An important limitation of the proposed approach is that it is difficult to run the entire evaluation of HROP in real-time. This means that a first evaluation of the whole process has to take place, calculating the overall plan. In real-time, it can replan only a node or a smaller tree, making good use of the modularity and reactivity benefits of Behavior Trees architecture. In addition, in the current implementation, the evaluation of the HRC quality is limited and the module is not examining if an operation is better to be executed by a single resource or by human-robot collaboration.

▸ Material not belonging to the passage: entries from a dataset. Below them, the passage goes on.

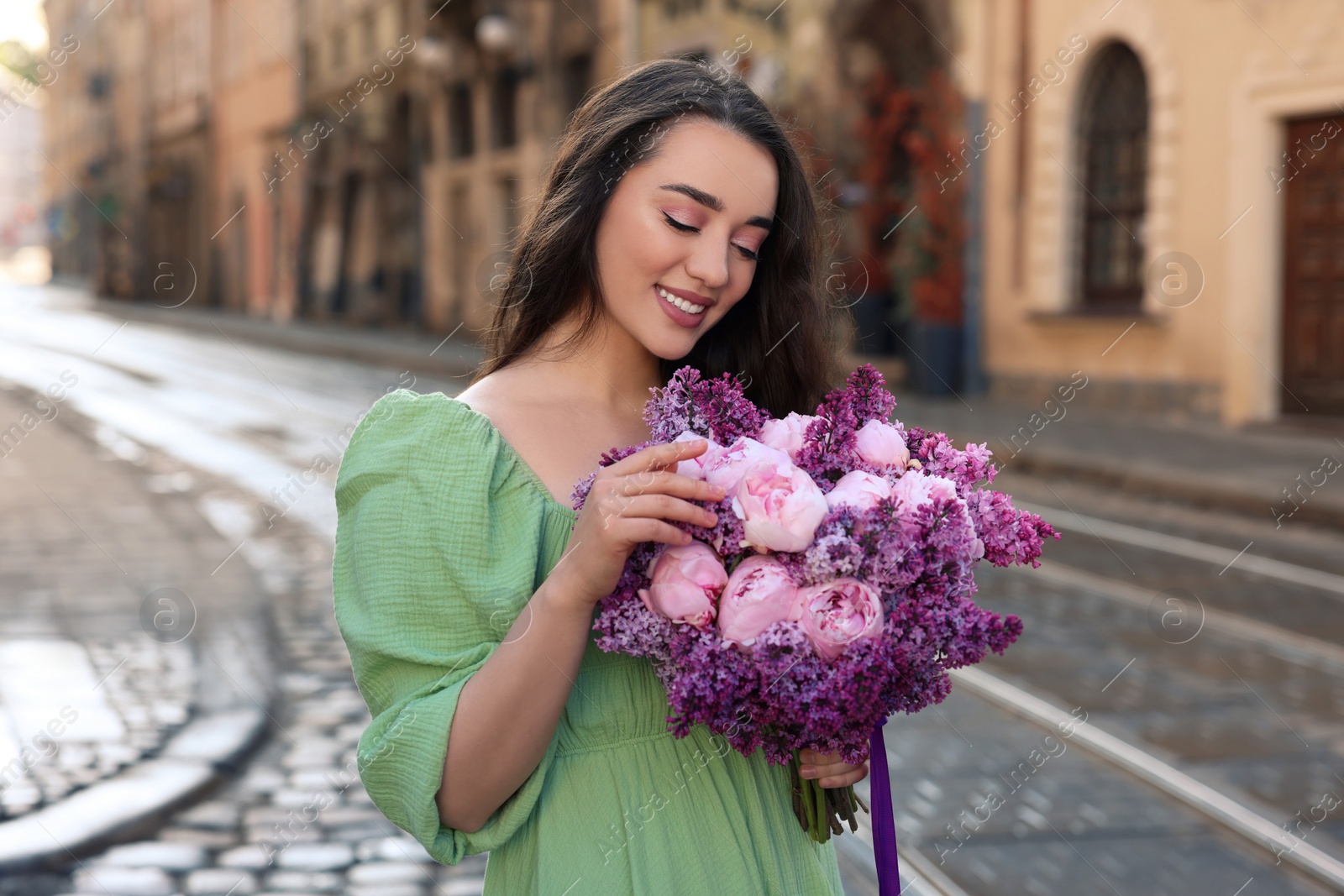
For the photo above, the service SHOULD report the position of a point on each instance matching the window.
(577, 80)
(504, 109)
(1113, 152)
(461, 137)
(338, 55)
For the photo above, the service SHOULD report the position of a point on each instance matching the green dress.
(444, 533)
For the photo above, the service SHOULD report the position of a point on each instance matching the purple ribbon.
(884, 820)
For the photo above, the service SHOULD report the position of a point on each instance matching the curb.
(136, 801)
(1214, 805)
(1189, 488)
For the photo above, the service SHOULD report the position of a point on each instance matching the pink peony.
(727, 465)
(786, 434)
(837, 613)
(858, 490)
(696, 466)
(916, 488)
(780, 506)
(685, 584)
(759, 594)
(882, 445)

Future work involves the implementation of the Human-Robot Operation Planning (HROP) module in even more complex case studies, that consist of many tasks with even more operations. In addition, the integration of more types of resources, mainly robotic ones, with different specifications is an important next step. Another important addition to a next study would be the implementation and enhancement of all the constraints and criteria proposed in this manuscript, as well as the development of a GUI for the HROP module and the addition of interaction with the user tab. The integration of more ergonomic criteria is also an ongoing work aiming at a more human-friendly planning framework. Furthermore, the planning time has to be fastened, since it depends on the number of operations that are simulated and it may last a long time. Last but not least, a Human-Robot Collaboration – Quality Index (HRC – QI) will be implemented, aiming at the calculation of the HRC quality for a whole industrial process, by using metrics that will help to cover more aspects related to human-robot collaboration. The integration of the proposed HROP development is examined under the PENELOPE project.

Acknowledgements

This research has been supported by the European project “PENELOPE Closed-loop digital pipeline for a flexible and modular manufacturing of large components” (Grant Agreement: 958303) funded by the European Commission”.

Disclosure statement

No potential conflict of interest was reported by the author(s).